US cautiously optimistic as signs of recovery emerge

Published by rudy Date posted on April 13, 2009

WASHINGTON, D.C.: President Barack Obama sees “glimmers of hope” of economic revival and Federal Reserve chief Ben Bernanke detects “green shoots” of recovery, but amid the guarded optimism are concerns whether the United States can lead the world out of recession.

As credit markets thaw, signs of life emerge in the moribund housing market, retail sales get a modest bounce and claims for jobless benefits stabilize, worries remain that the recession, into its 16th month in April, will not give way to growth soon.

“Real GDP [gross domestic product] is falling rapidly, but we expect it to stabilize by about mid-2009,” said Ed McKelvey, a Goldman Sachs analyst, feeling the pulse of the world’s largest economy, which contracted 6.3 percent in the last 2008 quarter.

“However, the timing of the bottom in real GDP is highly uncertain, and recovery, when it does begin, will be anemic,” he said. Real gross domestic product is the inflation-corrected value of all goods and services produced.

Glimmers of hope

After huddling with his economic team at the White House on Friday, Obama pointed to increases in loans to small businesses, tax cut checks going out, new investments in infrastructure and energy projects and declared: “What we’re starting to see is glimmers of hope across the economy.”

“We’re starting to see progress, and if we stick with it, if we don’t flinch in the face of some difficulties, then I feel absolutely convinced that we are going to get this economy back on track,” Obama told reporters after meeting top economic policymakers and financial regulators at the White House.

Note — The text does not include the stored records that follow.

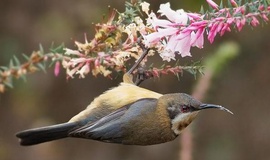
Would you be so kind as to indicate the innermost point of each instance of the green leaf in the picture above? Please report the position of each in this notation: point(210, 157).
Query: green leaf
point(23, 77)
point(4, 68)
point(202, 10)
point(25, 56)
point(221, 5)
point(8, 83)
point(42, 67)
point(17, 62)
point(58, 49)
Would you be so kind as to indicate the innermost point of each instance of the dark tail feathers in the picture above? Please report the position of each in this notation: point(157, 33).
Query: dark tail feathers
point(45, 134)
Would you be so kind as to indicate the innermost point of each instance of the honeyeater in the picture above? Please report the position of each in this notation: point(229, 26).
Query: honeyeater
point(126, 114)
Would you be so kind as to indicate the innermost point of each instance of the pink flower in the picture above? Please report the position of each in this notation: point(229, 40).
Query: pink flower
point(212, 4)
point(254, 22)
point(234, 4)
point(57, 68)
point(197, 38)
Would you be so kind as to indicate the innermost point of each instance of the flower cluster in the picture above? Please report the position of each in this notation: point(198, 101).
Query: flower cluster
point(181, 30)
point(127, 35)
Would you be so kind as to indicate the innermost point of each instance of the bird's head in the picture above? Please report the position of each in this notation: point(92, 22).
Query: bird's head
point(182, 109)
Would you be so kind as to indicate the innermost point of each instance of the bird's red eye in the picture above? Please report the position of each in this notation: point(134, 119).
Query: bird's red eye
point(185, 109)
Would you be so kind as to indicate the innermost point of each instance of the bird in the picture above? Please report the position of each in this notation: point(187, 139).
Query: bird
point(126, 114)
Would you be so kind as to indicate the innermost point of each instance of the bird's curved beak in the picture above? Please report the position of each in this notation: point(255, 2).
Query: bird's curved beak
point(208, 106)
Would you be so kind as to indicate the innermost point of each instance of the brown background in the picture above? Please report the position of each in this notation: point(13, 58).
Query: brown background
point(44, 99)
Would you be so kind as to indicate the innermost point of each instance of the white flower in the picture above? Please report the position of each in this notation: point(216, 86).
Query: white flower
point(145, 7)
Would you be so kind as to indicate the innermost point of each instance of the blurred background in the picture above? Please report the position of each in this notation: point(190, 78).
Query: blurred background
point(243, 87)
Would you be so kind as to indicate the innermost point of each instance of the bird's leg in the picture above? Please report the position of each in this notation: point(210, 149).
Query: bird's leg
point(141, 76)
point(128, 77)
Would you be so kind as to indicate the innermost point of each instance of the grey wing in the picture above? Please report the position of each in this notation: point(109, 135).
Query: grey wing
point(109, 128)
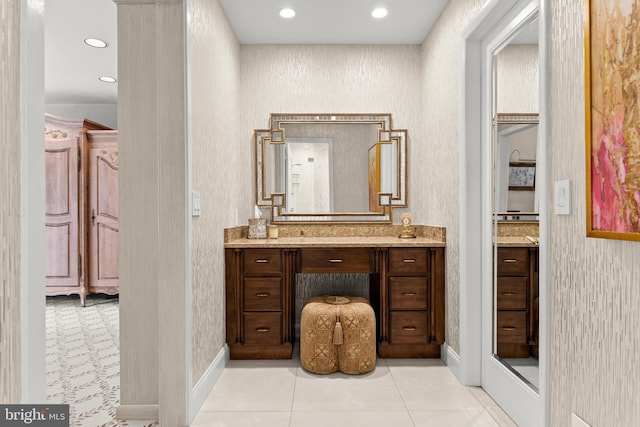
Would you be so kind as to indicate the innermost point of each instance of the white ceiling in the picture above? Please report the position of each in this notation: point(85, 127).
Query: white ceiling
point(332, 21)
point(72, 68)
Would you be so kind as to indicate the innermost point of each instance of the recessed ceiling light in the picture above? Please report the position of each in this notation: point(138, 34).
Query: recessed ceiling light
point(107, 79)
point(287, 13)
point(96, 42)
point(380, 12)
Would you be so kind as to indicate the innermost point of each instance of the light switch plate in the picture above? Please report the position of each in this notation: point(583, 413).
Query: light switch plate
point(195, 203)
point(562, 197)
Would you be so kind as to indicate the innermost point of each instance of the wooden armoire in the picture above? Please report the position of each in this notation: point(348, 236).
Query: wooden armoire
point(81, 207)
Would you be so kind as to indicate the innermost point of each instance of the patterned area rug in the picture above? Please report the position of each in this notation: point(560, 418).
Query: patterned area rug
point(83, 359)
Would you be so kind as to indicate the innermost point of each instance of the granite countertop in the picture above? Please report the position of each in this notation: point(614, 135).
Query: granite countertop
point(517, 242)
point(338, 235)
point(327, 242)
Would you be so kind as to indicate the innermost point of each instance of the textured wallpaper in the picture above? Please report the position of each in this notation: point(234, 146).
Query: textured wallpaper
point(332, 79)
point(594, 368)
point(10, 386)
point(517, 79)
point(221, 169)
point(434, 162)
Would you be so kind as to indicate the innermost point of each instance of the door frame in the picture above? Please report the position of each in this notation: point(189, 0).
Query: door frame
point(475, 228)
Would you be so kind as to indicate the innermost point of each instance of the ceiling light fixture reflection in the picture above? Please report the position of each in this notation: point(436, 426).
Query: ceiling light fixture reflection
point(96, 42)
point(287, 13)
point(380, 12)
point(107, 79)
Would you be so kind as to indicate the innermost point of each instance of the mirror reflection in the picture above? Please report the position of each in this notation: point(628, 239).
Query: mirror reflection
point(331, 167)
point(516, 145)
point(515, 207)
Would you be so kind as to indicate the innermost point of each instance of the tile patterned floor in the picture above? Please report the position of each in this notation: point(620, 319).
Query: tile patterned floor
point(398, 393)
point(83, 371)
point(83, 359)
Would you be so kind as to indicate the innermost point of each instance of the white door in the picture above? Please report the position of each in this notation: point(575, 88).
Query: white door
point(481, 365)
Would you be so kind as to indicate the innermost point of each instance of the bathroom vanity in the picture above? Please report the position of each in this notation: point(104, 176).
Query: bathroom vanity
point(516, 298)
point(406, 285)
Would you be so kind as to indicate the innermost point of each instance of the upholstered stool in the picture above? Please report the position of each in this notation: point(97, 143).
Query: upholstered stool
point(338, 334)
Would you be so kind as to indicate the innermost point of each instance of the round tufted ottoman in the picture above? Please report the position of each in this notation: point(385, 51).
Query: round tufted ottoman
point(338, 334)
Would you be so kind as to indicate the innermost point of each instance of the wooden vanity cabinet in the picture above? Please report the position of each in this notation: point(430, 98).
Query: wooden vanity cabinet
point(257, 326)
point(515, 296)
point(406, 292)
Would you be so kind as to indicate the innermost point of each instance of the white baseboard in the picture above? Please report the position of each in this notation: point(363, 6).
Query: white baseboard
point(138, 412)
point(203, 387)
point(451, 359)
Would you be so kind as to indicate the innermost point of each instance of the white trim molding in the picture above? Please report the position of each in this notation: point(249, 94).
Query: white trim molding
point(451, 359)
point(205, 384)
point(138, 412)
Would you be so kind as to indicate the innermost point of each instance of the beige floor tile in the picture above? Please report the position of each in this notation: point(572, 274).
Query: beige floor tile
point(241, 419)
point(431, 386)
point(339, 392)
point(453, 419)
point(351, 419)
point(254, 386)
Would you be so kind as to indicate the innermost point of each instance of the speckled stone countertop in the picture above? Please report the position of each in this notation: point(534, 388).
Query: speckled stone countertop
point(516, 242)
point(338, 235)
point(515, 233)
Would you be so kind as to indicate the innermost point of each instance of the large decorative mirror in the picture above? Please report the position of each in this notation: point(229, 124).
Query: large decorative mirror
point(331, 167)
point(515, 206)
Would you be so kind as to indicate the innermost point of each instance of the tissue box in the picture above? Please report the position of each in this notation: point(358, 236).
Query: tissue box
point(257, 228)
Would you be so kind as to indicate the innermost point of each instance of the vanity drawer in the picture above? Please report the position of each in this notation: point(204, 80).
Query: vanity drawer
point(408, 260)
point(262, 293)
point(512, 327)
point(408, 293)
point(263, 328)
point(512, 293)
point(408, 327)
point(348, 260)
point(262, 261)
point(513, 261)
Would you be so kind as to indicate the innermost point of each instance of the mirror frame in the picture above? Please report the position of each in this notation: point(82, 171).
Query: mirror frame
point(276, 202)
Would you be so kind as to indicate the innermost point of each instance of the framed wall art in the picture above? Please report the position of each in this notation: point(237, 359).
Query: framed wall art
point(612, 110)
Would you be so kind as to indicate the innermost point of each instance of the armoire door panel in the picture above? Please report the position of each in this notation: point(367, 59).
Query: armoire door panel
point(107, 252)
point(57, 241)
point(103, 208)
point(61, 212)
point(107, 188)
point(57, 166)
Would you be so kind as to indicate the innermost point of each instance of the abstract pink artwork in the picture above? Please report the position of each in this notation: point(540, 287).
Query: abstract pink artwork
point(612, 84)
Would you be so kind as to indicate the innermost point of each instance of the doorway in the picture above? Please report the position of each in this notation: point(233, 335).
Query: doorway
point(480, 364)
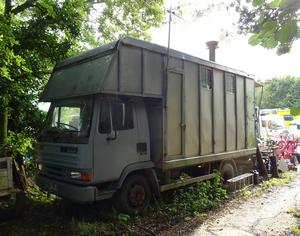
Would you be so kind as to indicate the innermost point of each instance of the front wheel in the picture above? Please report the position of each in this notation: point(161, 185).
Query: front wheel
point(134, 196)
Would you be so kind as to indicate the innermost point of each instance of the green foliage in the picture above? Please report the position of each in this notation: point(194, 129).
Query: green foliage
point(196, 198)
point(274, 24)
point(36, 195)
point(91, 228)
point(19, 143)
point(281, 92)
point(284, 179)
point(121, 18)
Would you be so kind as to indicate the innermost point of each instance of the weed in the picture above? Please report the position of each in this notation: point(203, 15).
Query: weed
point(296, 213)
point(201, 196)
point(284, 179)
point(246, 193)
point(34, 193)
point(296, 230)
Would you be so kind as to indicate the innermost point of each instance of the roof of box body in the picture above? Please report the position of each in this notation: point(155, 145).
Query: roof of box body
point(86, 74)
point(96, 52)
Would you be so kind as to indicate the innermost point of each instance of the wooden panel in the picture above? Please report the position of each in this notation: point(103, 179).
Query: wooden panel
point(240, 100)
point(174, 111)
point(153, 73)
point(192, 109)
point(131, 70)
point(219, 121)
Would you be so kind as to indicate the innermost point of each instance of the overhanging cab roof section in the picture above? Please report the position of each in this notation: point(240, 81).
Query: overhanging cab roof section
point(127, 66)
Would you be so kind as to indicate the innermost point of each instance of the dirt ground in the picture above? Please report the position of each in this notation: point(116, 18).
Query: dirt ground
point(264, 215)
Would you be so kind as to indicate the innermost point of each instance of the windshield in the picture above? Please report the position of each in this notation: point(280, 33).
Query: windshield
point(68, 119)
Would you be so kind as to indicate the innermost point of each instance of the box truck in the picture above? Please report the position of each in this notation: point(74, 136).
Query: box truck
point(128, 118)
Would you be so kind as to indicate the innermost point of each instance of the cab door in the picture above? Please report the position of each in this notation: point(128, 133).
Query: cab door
point(115, 138)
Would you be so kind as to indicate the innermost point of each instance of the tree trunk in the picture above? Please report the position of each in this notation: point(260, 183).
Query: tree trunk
point(3, 119)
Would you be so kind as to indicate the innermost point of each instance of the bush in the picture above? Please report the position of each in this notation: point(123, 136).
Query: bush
point(22, 145)
point(196, 198)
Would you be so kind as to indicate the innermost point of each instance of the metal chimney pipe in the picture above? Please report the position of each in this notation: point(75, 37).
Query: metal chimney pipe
point(212, 46)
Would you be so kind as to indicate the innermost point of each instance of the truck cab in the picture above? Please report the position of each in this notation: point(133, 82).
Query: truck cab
point(88, 142)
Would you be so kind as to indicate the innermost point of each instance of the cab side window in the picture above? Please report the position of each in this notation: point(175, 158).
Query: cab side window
point(115, 116)
point(122, 115)
point(105, 120)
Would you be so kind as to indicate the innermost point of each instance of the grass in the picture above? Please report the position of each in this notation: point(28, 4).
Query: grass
point(184, 209)
point(285, 178)
point(48, 215)
point(296, 213)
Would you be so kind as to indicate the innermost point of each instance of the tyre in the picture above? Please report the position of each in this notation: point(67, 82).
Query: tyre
point(134, 196)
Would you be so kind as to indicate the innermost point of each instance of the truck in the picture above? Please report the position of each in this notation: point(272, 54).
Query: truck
point(128, 118)
point(12, 196)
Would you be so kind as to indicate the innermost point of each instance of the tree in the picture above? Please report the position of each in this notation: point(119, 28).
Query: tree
point(35, 34)
point(274, 24)
point(281, 92)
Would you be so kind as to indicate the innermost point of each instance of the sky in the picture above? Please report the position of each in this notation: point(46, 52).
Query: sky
point(189, 35)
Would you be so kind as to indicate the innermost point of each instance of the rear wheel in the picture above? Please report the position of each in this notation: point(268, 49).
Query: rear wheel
point(134, 196)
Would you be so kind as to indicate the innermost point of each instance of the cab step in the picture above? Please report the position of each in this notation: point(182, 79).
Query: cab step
point(240, 181)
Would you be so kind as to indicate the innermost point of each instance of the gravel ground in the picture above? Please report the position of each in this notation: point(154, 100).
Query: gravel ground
point(265, 215)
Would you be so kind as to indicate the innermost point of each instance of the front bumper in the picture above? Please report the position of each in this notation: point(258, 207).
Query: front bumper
point(74, 193)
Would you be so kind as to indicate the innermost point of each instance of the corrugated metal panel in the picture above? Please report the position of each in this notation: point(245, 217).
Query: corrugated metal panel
point(153, 73)
point(206, 121)
point(230, 122)
point(240, 112)
point(130, 70)
point(174, 112)
point(251, 142)
point(192, 109)
point(111, 82)
point(219, 123)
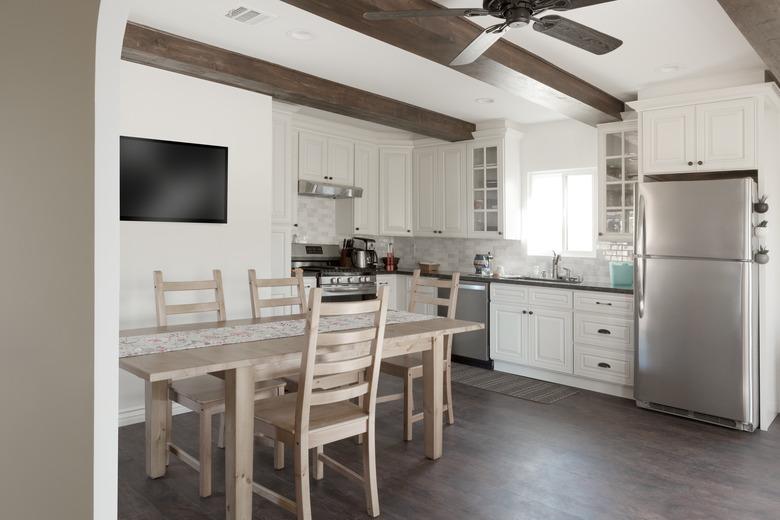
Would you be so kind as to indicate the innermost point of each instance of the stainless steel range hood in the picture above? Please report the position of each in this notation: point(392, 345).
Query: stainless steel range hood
point(328, 191)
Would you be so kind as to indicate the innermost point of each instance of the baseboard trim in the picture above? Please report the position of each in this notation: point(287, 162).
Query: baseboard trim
point(137, 414)
point(565, 379)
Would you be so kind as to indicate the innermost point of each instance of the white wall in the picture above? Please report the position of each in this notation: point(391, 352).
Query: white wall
point(164, 105)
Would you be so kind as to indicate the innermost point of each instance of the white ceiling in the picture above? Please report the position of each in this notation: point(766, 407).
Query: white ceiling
point(337, 54)
point(695, 35)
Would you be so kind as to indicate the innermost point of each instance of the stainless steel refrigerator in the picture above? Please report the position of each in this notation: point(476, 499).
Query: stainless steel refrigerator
point(696, 301)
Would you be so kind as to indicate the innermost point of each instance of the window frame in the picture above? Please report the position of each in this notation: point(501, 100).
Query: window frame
point(564, 173)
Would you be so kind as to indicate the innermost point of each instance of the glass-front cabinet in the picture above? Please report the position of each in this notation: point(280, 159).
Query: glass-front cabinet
point(618, 179)
point(485, 211)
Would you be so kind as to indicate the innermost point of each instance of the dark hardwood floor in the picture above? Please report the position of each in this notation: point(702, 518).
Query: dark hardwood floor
point(587, 457)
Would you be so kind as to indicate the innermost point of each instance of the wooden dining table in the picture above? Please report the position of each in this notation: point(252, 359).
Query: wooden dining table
point(241, 364)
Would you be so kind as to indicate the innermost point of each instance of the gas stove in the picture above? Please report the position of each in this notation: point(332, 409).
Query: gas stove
point(337, 283)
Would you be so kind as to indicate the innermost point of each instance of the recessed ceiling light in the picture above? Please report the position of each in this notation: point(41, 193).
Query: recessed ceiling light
point(668, 69)
point(300, 34)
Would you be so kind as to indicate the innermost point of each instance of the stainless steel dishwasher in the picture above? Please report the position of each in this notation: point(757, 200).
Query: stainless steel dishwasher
point(472, 348)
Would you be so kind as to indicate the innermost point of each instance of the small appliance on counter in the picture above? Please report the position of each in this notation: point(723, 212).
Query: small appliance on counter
point(483, 264)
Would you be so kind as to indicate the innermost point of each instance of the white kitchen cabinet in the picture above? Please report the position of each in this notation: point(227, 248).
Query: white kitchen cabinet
point(366, 208)
point(439, 193)
point(618, 179)
point(508, 339)
point(700, 137)
point(284, 192)
point(395, 191)
point(550, 344)
point(391, 282)
point(323, 158)
point(341, 161)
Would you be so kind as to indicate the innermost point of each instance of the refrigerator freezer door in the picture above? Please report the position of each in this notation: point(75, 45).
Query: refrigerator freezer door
point(694, 336)
point(696, 219)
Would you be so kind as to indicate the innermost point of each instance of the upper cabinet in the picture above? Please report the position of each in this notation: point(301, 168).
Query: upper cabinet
point(618, 179)
point(395, 191)
point(325, 159)
point(439, 194)
point(699, 137)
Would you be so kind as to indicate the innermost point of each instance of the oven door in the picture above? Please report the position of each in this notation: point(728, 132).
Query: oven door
point(349, 294)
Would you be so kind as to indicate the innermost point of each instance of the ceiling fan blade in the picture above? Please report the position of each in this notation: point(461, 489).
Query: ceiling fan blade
point(576, 34)
point(479, 45)
point(568, 5)
point(393, 15)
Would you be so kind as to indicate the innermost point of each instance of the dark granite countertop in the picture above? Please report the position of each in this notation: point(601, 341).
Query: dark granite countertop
point(471, 277)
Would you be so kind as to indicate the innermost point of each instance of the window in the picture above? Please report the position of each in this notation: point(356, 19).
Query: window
point(561, 213)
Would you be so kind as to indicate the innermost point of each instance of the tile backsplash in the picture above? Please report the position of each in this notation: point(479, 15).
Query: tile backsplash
point(317, 222)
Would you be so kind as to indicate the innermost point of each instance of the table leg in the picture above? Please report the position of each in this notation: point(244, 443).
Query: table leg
point(433, 377)
point(239, 442)
point(156, 400)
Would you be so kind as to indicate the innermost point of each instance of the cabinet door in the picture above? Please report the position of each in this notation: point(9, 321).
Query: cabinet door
point(395, 194)
point(484, 188)
point(284, 192)
point(390, 282)
point(366, 208)
point(726, 135)
point(669, 140)
point(312, 156)
point(550, 342)
point(426, 193)
point(508, 341)
point(452, 191)
point(341, 161)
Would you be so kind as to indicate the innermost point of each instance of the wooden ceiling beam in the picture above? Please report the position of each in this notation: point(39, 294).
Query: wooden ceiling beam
point(759, 22)
point(504, 65)
point(169, 52)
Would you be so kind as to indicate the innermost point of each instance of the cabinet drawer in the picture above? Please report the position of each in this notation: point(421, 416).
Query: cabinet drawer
point(508, 293)
point(550, 297)
point(603, 331)
point(604, 365)
point(608, 303)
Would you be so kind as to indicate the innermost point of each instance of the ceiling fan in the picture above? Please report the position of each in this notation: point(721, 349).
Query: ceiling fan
point(516, 14)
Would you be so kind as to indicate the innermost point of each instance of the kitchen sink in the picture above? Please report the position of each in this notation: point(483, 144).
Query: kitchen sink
point(539, 279)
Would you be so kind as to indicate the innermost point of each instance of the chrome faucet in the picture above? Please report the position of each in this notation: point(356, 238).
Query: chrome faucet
point(556, 263)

But the president, who at the end of April will have completed his first 100 days in office, warned, “the economy is still under severe stress.”

“And right now we’re still seeing a lot of job losses, a lot of hardship, people finding themselves in some very difficult situations,” he added.

“We still have a lot of work to do, and over the next several weeks you’ll be seeing additional actions by the administration,” he said.

Adding to the recovery optimism, top Obama economic advisor Lawrence Summers said that the “free fall” in the economy was likely to end in the next few months.

According to a survey by the Wall Street Journal released last week, private economists expect the US recession to end in September, though most say it would not be until the second half of 2010 that the economy recovers enough to bring down unemployment.

“The end of the decline isn’t the beginning of the recovery,” economist David Resler of Nomura Securities said. “It’s like a boxing match. Even if you win the fight, it’s not going to feel as good when you get out of the ring as when you went in.”

The economists surveyed forecast GDP to contract in the first and second quarters of this year by 5 percent and 1.8 percent, respectively, on a seasonally adjusted annualized rate. A modest return to growth is not expected until the third quarter.

More than a third of the 53 economists polled expect the jobless rate to peak in the first half of 2010.

By December of this year, the economists on average expect the unemployment rate to hit 9.5 percent, up from the 8.5 percent in March.

Fed forecast

Federal Reserve chief Bernanke and his policymakers at their meeting three weeks ago stared down grim forecasts that were sharply lower than the outlook at their January meeting, according to minutes of the talks released last week.

They believe the economy will begin to grow again “slowly” next year instead of the second half of 2009, as they had expected in January.

Even as the central bankers remain cautious, Wall Street shares are rising, kindling hopes that the worst is over.

The market buoyancy came despite concerns that the financial system has not been cleansed yet of its “toxic assets”—believed to be several trillions of dollars of soured mortgage-based securities, a key source of global turmoil.

The US stock rally entered its second month last week also despite an anticipated seventh straight quarter of declining profits for companies in the January to March period and prospects of more companies going bankrupt.

“Equity prices are up sharply, but the debt market continues to indicate a high probability of default,” warned Simon Johnson, a professor at the Massachusetts Institute of Technology (MIT).

“In particular, the level and recent trajectory of credit default swap spreads suggest that, as the financial system as a whole stabilizes, market participants expect increasing odds of failure [and failed bailout attempts] for the very largest banks,” he said.

While government attempts to stabilize short-term credit markets have been somewhat successful, conditions in short-term funding markets have tightened recently, said Joseph Brusuelas, director at Moody’s Economy.com.

“The Fed will have to remain vigilant in its pursuit of financial stability,” he said. “Should markets experience a setback, recovery could be delayed beyond late 2010 and early 2011.”